Oecologia. 2004 Jul;140(2):361-71. doi: 10.1007/s00442-004-1579-2. Epub 2004 Apr 29.
Individual variation in the diet of consumers is common in many ecological systems and has important implications for the study of population dynamics, animal behavior, and evolutionary or ecological interactions. Ecologists frequently quantify the niche of a population by intensive analyses of gut contents and feeding behaviors of consumers. Inter-individual differences in delta13C signature can indicate long term differences in feeding behavior, often unattainable by a single snapshot analysis of gut contents. If a consumer's food sources have unique delta13C signatures, then the intrapopulation variation in delta13C may be useful for quantifying diet variation and detecting isotopic evidence of individual specialization. However, intrapopulation variation in delta13C can underestimate or overestimate dietary variation, and therefore is not directly equivalent to a dietary based niche. In this paper we show that intrapopulation variability of delta13C in consumers critically depends on the isotopic range and distribution of food sources. Our analyses fundamentally challenge how we interpret the intrapopulation isotopic variance of delta13C, and how we evaluate isotopic evidence of individual specialization.
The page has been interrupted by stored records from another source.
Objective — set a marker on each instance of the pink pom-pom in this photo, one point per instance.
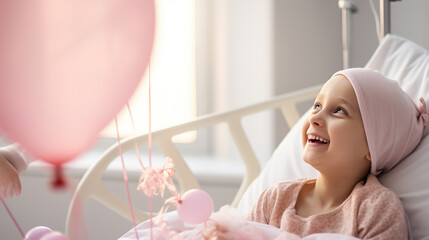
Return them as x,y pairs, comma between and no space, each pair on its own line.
37,233
195,207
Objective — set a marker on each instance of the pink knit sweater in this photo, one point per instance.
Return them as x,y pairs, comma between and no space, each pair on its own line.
370,212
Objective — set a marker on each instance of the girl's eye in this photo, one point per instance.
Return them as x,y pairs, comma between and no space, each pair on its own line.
341,111
317,106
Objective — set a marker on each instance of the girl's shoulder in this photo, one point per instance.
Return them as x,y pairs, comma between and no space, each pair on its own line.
373,193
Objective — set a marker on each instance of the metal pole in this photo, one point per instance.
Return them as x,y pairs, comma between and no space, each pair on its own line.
384,17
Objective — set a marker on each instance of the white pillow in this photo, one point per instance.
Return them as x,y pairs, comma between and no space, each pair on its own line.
398,59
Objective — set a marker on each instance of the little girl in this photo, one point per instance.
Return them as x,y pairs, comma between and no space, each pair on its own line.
361,125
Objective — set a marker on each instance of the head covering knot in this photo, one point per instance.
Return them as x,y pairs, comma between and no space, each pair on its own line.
392,121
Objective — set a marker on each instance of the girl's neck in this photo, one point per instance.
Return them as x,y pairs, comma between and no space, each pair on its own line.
332,192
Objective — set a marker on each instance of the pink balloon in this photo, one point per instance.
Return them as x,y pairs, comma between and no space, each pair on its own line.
37,233
196,206
54,236
67,68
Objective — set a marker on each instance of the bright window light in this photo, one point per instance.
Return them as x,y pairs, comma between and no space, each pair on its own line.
172,73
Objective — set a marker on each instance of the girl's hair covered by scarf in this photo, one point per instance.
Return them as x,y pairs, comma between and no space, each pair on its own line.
393,122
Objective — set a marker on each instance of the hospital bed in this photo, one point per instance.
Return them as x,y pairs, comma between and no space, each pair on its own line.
396,57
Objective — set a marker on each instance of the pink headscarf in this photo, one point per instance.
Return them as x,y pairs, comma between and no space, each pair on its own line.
393,122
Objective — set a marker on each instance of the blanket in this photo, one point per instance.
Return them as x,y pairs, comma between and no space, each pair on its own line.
224,224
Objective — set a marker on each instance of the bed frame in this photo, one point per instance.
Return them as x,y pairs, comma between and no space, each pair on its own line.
91,186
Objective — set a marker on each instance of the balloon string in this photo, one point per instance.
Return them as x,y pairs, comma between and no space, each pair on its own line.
135,142
78,226
13,218
124,172
150,151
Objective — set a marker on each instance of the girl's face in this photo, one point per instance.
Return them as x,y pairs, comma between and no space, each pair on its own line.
333,136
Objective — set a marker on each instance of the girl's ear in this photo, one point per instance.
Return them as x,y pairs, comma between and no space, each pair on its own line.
368,156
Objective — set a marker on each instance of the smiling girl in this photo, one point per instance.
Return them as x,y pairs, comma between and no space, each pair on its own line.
361,125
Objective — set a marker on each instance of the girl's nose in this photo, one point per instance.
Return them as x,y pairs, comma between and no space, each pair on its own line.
316,119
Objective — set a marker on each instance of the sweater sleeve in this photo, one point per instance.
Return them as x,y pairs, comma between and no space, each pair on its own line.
16,156
382,217
260,212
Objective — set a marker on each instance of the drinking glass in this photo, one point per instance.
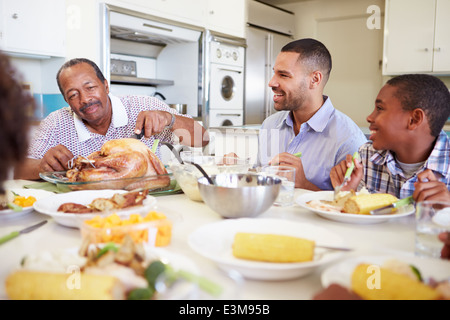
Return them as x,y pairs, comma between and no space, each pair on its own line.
287,176
432,218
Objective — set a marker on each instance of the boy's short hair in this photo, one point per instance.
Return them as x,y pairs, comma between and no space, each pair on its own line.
313,54
427,93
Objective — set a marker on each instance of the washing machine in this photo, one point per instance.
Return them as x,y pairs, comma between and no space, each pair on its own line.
226,87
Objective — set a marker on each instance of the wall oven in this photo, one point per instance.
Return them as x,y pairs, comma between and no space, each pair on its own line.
146,55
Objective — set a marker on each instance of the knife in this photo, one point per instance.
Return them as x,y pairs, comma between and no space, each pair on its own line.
348,173
14,234
392,207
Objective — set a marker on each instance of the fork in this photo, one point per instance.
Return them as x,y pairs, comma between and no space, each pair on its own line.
348,173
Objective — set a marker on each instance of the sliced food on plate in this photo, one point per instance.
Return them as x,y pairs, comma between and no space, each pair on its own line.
112,272
18,201
356,207
356,203
72,208
116,202
120,164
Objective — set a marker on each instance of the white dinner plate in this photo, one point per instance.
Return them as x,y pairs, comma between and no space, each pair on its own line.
50,206
38,194
214,241
348,217
65,259
341,272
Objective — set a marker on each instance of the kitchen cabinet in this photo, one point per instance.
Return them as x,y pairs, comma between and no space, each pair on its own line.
26,29
226,17
242,140
416,37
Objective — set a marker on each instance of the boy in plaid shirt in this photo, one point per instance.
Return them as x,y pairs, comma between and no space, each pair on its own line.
407,145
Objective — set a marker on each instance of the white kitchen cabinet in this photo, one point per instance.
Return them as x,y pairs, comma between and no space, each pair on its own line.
226,17
416,37
240,140
33,27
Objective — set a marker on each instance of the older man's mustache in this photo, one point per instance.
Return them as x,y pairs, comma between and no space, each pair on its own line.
87,105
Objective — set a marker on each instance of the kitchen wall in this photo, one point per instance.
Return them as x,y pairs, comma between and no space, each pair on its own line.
356,49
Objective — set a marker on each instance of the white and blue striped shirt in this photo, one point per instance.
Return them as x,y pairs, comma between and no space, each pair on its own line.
324,140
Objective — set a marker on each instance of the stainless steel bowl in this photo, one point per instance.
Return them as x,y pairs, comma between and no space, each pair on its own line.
238,195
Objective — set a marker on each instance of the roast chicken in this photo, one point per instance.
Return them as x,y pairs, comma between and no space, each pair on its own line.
119,159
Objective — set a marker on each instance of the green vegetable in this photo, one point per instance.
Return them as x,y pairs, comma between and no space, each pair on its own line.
153,271
203,283
141,294
14,206
416,272
109,246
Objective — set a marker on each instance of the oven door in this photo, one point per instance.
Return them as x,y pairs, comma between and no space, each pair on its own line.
226,87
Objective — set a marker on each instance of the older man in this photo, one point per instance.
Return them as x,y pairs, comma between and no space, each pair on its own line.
95,116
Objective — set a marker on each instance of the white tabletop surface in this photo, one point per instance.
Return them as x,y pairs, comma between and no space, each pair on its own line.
394,236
在许多生态系统中,消费者饮食的个体差异很常见,这对种群动态、动物行为以及进化或生态相互作用的研究具有重要意义。生态学家经常通过深入分析消费者的肠道内容物和摄食行为来量化种群的生态位。δ13C特征的个体间差异可以表明摄食行为的长期差异,而这通常是通过对肠道内容物的单次快照分析无法实现的。如果消费者的食物来源具有独特的δ13C特征,那么种群内δ13C的变化可能有助于量化饮食差异并检测个体特化的同位素证据。然而,种群内δ13C的变化可能会低估或高估饮食差异,因此并不直接等同于基于饮食的生态位。在本文中,我们表明消费者体内δ13C的种群内变异性关键取决于食物来源的同位素范围和分布。我们的分析从根本上挑战了我们如何解释δ13C的种群内同位素方差,以及我们如何评估个体特化的同位素证据。